Last edited: Jul 7, 2009
5. Jul 7, 2009

### George Jones

Staff Emeritus
Open sets are defined to be those sets in a class that satisfies the axioms.
Well, once a topology, and thus open subsets, are defined for a set X, then a subset A is open if and only if A = Int(A), the interior of A, where Int(A) is the largest open set contained in A. An element x is in Int(A) if and only if there is a neighbourhood of x contained in A.

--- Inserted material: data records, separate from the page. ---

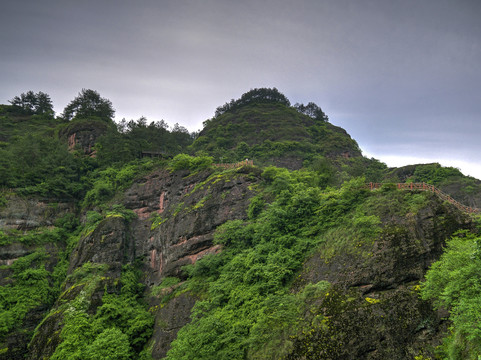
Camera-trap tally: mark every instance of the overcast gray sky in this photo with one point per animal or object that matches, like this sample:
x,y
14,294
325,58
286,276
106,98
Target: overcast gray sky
x,y
403,77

Even though this is correct, your intuition with respect to "interior" can fail you for some topologies.

6. Jul 7, 2009

### symbol0

So what I understand is that I was wrong with my particular example, but I was right with the general point I was trying to make, which is that what we call open sets in a topological space could be closed sets of a metric space. I understand that you don't need a metric to have a topological space, but if you start with a metric space, and then you pick your topology, you could have what I just mentioned.
Let me try another example:
If we start with the metric space X=$$\mathbb{R}$$ with the regular metric, and we pick the topology T= all the subsets of X, then each real number is an open set of the topological space (X,T), even when each real is a closed set of the metric space X.

Is that right?

7. Jul 7, 2009

### Office_Shredder

Staff Emeritus
That's correct

8. Jul 8, 2009

### HallsofIvy

Staff Emeritus
Okay, yes. A requirement for a "topology" is that the union of any collection of open sets (sets in the topology) is also open (is also in the topology). That is NOT in general true of closed sets but if you pick a topology in which it is true of closed sets, then, yes, you can swap the "open" and "closed" sets.

However, you say "If we start with the metric space X=$$\mathbb{R}$$ with the regular metric, and we pick the topology T= all the subsets of X". You should be aware that as soon as you "pick the topology T= all the subsets of X", you have thown away the "regular metric"- and there was really no need to mention it. If you take any set X and "pick the topology T= all the subsets of X", then every subset of x is both open and closed. That does happen to be a metric topology. It is called the "discrete topology" and is the metric topology you get if you define the metric d(x,y)= 0 is x=y, 1 otherwise.

9. Jul 10, 2009

### symbol0

Thanks HallsofIvy. Very clarifying reply. Especially the part about throwing away the metric.